第19話(累計 第118話) 最終決戦その9:肉薄! 多脚戦車との接近戦。
「フハハハ! 考えも無しのガキどもめ。ミハイル坊は殺してはダメだったが『誤射』はしょうがあるまいて。真正面からあんなボロを盾にして……。なにぃぃ!」
多脚戦車「スコルピオン」を操るAI人格《将軍》は、機体カメラから見える映像が信じられない。
真っ黒な固まりを盾にして突撃してきたミハイル達。
このまま接近戦に持ちこまれても嫌だし、ビーム砲相手に盾を構えて突っ込んでくる馬鹿さ加減に呆れて、最大照射のビームで焼き払った……はずだった。
しかし、戦車の前には溶け残った黒い『盾』の影から多数のパワードスーツが散開。
各機がステルスマントを靡かせて、こちらに攻撃を仕掛けてきた。
「こ、この雑魚どもがぁ!」
《将軍》は、自分の最強だったはずの攻撃を意外な方法で耐えられて激怒した。
◆ ◇ ◆ ◇
「作戦成功でござる。各機、次の攻撃を阻止するために散開して攻撃をするでござる。機銃にも気をつけるでござるよ!」
「ユウマ。勝手に部隊を仕切るんじゃねぇ! お前ら、弾には当たるな! 弾を当てろ!」
僕が原案、ユウマくん改良の作戦により、僕らは最大照射ビーム一発を耐え、戦車の至近まで近づいた。
今は戦車の周囲を囲みこみ、少しでも装甲が弱い部分に攻撃を当てている。
……最初の予定だったら、僕とミハイルくんだけでビームを機動で避ける予定だったんだけど、良い『盾』があったから全員で攻撃になったんだ。

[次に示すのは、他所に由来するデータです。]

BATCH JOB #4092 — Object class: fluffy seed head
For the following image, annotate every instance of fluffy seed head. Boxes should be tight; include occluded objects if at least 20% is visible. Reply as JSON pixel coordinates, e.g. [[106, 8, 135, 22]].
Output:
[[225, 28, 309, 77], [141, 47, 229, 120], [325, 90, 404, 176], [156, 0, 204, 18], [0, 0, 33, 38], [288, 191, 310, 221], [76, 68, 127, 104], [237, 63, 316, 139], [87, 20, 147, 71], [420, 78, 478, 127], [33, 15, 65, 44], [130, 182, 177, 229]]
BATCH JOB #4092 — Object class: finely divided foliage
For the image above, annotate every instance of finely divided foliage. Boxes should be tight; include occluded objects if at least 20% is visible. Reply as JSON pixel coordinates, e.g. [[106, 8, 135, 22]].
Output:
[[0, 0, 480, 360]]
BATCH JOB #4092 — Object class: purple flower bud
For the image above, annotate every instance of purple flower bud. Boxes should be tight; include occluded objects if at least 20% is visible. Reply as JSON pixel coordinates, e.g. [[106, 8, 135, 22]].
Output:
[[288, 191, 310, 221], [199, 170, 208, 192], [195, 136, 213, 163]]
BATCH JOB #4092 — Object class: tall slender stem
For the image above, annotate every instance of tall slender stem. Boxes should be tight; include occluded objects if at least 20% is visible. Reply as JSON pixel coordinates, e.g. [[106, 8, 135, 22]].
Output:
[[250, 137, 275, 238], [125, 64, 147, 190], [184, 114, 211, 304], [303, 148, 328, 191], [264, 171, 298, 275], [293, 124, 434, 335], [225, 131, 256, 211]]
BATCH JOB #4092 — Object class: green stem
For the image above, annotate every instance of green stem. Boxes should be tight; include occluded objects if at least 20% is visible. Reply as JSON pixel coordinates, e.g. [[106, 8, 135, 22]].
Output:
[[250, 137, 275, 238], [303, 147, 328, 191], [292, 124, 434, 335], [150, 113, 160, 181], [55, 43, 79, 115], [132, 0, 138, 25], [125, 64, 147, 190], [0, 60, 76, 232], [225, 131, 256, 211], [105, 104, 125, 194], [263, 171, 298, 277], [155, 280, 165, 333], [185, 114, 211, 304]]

「それにしても、あんなところに弾道弾用の弾頭防護アブレーターが固まりであって良かったね」
「ここはロシア軍の兵器開発工場でござる。大陸間弾道弾に加工する前の素材があると踏んで正解でござった」
僕らが盾に使ったのは、大陸間弾道弾の大気圏再突入体を覆う素材。
炭素・ガラス繊維強化型なフェノール樹脂の大きな塊。
突入体に使う前の原材料を、盾の形に現地で仕上げて持って来たものだ。
……ビームが当たっても、樹脂が炭化・気化する際の気化熱でエネルギーを使ってしまうんだ。大気圏突入時の大気プラズマに長時間耐える代物だから、短時間ビーム照射くらいじゃ抜けないよ!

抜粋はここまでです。